On June 27th 1864 the Chief Constable reported that the East Stonehouse District, part of 'H' Division, comprised a 2nd Class Sergeant and twelve Constables, two of whom were on loan in connection with military building at Staddon Heights. The Superintendent in charge of the Division, Mr George Ross, was based at East Stonehouse and he had 1st Class Sergeants at Plympton and Roborough plus seventeen Constables covering both places.
The Chief Constable reported on the strength of the Constabulary on March 31st 1878. 'H' Division, based at East Stonehouse, was headed by Superintendent Edward Brutton with 1st Class Sergeants at Plympton and Roborough, seventeen Constables and one vacancy at Holbeton. The East Stonehouse District was covered by a 1st Class Sergeant and thirteen Constables.
Helmets were introduced into the uniform in January 1879.
Mr Gerald de Courcey Hamilton, the Chief Constable of Devon, retired on December 31st 1891 and Mr Francis Randolph C Coleridge, formerly a District Inspector in Dublin, was appointed to replace him.
Although police whistles were issued in Plymouth in 1880 and became standard issue from September 1881, they were apparently not issued by the Devon Constabulary at East Stonehouse until after the end of June 1892.
From April 1st 1907 Captain Herbert Reginald Vyvyan took over as Chief Constable of Devon.

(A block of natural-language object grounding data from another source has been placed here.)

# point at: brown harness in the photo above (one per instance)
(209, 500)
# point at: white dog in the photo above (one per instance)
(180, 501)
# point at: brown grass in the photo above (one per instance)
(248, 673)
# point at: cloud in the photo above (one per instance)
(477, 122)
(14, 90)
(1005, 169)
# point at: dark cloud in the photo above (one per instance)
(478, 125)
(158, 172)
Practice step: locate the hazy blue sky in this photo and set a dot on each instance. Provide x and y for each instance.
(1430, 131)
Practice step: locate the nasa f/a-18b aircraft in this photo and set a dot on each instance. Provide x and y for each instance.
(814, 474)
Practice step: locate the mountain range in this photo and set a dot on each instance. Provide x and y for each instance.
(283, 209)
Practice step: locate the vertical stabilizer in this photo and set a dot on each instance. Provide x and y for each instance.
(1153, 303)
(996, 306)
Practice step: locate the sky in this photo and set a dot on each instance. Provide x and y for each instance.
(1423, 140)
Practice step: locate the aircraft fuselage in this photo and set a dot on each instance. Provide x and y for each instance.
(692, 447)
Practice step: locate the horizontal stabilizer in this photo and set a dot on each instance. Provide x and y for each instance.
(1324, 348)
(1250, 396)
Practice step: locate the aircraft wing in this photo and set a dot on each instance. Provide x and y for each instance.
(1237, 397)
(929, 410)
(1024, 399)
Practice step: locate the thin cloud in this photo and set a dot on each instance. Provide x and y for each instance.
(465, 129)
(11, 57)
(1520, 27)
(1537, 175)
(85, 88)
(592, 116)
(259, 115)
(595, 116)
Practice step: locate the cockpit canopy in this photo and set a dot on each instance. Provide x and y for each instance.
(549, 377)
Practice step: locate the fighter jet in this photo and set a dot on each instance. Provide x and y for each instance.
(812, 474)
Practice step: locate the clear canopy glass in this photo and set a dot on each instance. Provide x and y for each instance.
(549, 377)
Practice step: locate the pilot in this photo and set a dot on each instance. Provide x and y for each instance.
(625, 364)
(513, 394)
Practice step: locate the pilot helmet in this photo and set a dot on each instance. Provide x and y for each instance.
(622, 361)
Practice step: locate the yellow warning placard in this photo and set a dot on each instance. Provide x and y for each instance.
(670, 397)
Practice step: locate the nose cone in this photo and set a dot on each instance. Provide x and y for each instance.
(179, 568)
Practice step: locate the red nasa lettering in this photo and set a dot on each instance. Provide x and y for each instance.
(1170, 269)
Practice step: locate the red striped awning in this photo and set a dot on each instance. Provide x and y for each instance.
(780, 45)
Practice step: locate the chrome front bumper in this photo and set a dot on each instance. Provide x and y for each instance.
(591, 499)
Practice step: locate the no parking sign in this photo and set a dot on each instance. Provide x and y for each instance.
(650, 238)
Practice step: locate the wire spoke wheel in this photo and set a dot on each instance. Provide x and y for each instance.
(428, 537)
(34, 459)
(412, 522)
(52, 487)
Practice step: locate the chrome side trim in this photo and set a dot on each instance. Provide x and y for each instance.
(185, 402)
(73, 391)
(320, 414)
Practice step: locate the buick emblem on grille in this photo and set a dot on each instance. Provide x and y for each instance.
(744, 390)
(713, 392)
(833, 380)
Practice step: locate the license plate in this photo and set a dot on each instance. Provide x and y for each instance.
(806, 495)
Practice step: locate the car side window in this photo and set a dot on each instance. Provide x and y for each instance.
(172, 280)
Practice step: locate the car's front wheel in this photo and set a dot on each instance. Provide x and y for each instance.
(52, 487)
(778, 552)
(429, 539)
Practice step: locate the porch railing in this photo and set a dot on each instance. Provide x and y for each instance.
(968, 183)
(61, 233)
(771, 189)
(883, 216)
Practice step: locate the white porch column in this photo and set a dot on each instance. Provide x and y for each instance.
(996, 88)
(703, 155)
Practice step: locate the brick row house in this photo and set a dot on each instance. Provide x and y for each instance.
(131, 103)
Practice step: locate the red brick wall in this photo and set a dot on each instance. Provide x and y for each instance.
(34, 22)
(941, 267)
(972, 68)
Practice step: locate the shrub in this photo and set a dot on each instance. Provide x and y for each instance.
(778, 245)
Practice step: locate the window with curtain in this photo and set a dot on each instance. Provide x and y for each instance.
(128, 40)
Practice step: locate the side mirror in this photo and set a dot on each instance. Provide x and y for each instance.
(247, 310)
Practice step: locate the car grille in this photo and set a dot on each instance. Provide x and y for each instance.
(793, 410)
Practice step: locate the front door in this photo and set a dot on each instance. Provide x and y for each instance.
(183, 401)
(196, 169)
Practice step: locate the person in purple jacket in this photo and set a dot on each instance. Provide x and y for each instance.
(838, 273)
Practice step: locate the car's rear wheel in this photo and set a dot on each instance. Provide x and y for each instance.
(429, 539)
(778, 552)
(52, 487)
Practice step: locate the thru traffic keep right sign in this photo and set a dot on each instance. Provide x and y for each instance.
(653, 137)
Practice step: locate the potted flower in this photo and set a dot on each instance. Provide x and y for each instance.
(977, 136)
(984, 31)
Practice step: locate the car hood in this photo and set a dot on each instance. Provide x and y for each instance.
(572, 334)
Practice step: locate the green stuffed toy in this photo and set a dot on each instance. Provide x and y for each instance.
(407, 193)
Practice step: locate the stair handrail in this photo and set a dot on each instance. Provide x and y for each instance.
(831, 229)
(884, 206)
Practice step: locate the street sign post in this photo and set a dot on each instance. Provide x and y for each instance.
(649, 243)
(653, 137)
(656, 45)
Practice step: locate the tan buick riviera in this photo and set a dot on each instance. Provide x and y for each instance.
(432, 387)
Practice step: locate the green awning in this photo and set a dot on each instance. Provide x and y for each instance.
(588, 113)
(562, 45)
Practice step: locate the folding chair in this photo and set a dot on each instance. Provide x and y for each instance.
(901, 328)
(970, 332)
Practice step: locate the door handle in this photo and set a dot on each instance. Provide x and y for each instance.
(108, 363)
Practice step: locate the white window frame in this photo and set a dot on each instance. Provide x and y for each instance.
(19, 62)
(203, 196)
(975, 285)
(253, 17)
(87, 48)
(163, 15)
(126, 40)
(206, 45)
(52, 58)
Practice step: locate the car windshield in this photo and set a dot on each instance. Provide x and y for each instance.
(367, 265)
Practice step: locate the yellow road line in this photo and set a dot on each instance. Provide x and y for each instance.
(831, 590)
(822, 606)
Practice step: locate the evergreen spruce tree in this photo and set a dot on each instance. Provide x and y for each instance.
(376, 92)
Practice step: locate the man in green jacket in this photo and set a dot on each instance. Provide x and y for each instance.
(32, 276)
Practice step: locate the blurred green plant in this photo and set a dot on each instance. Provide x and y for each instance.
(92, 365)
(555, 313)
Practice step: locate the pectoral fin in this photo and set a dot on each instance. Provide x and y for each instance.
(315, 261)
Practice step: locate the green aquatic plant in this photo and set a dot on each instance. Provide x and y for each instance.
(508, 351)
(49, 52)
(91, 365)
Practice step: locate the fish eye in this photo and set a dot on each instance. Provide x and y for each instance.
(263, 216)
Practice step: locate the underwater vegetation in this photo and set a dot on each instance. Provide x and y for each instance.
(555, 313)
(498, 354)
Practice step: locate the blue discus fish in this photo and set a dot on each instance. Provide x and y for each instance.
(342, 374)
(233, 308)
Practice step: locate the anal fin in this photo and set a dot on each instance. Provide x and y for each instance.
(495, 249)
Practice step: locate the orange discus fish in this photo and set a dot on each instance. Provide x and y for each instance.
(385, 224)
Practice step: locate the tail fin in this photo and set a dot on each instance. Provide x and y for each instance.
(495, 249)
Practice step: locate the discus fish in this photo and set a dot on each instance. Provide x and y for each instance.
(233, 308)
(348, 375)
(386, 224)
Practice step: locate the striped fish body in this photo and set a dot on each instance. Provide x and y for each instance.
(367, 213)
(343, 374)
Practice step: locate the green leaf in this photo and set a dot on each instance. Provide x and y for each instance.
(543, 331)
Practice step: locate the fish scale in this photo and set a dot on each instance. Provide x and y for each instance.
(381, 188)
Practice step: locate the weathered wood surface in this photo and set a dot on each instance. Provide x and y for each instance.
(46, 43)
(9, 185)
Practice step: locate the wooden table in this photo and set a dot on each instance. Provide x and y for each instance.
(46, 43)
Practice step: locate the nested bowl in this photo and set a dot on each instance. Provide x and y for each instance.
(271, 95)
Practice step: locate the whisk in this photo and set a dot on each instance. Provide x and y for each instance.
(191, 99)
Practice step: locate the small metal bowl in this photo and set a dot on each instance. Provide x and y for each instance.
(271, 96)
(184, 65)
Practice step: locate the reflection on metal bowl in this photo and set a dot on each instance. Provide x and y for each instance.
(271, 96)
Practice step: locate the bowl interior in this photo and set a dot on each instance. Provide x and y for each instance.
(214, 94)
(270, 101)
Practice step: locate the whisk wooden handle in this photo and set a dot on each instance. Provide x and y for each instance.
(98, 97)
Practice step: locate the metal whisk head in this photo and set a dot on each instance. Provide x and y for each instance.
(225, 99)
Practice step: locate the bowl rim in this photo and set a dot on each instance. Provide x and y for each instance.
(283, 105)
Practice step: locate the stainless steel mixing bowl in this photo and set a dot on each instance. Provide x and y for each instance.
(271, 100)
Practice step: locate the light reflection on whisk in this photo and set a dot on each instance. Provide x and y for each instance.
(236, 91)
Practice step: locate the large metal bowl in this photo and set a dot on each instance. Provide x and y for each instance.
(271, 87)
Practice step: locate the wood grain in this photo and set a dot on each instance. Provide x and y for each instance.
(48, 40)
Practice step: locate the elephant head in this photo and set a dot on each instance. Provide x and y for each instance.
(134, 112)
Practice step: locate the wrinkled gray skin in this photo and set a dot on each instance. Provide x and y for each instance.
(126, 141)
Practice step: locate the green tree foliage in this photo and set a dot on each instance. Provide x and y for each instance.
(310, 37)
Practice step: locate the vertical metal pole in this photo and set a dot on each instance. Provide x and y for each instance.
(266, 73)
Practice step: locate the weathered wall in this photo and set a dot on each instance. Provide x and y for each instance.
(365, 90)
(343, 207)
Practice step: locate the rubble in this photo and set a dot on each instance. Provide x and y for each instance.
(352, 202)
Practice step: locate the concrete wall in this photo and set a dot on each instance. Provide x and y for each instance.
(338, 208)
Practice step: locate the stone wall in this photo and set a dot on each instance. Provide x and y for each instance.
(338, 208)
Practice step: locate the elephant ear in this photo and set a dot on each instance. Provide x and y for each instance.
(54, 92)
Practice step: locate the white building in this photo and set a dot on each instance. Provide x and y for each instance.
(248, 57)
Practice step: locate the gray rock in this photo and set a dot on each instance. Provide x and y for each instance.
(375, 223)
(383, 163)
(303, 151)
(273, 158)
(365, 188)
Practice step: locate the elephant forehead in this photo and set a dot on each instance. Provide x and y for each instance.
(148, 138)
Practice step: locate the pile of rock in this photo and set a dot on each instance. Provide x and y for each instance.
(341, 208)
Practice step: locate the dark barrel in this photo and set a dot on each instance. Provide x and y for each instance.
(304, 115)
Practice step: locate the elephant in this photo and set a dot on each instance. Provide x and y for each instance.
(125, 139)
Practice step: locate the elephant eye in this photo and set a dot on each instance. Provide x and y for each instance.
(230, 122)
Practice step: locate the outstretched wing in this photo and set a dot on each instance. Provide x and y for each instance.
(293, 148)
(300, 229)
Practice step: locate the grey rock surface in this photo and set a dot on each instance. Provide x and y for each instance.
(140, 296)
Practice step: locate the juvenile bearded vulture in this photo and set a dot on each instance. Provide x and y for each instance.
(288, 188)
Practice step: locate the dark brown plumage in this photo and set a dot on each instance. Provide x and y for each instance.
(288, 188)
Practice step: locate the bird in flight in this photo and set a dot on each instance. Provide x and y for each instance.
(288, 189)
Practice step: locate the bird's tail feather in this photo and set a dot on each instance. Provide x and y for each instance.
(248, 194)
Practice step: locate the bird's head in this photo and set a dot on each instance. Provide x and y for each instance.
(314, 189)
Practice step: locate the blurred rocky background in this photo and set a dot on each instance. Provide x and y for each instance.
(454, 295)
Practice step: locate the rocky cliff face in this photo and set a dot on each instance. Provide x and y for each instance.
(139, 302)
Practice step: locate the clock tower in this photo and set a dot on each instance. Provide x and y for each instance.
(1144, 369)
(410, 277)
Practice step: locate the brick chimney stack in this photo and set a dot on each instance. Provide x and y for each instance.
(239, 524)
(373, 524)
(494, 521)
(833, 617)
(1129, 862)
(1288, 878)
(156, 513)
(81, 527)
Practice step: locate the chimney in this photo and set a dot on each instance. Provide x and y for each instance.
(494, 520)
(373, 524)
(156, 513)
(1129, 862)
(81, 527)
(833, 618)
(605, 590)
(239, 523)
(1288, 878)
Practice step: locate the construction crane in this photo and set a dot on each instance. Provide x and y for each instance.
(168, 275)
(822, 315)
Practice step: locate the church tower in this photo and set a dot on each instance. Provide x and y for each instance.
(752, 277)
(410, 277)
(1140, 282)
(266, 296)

East Stonehouse became part of the Borough of Plymouth on November 9th 1914 and one Inspector, two Sergeants and fifteen Constables transferred to the Plymouth Borough Police Force. Only the biggest and strongest men were selected for East Stonehouse as they had to be able to deal with drunken sailors and this resulted in the pick of the Devon County Constabulary being moved to Plymouth.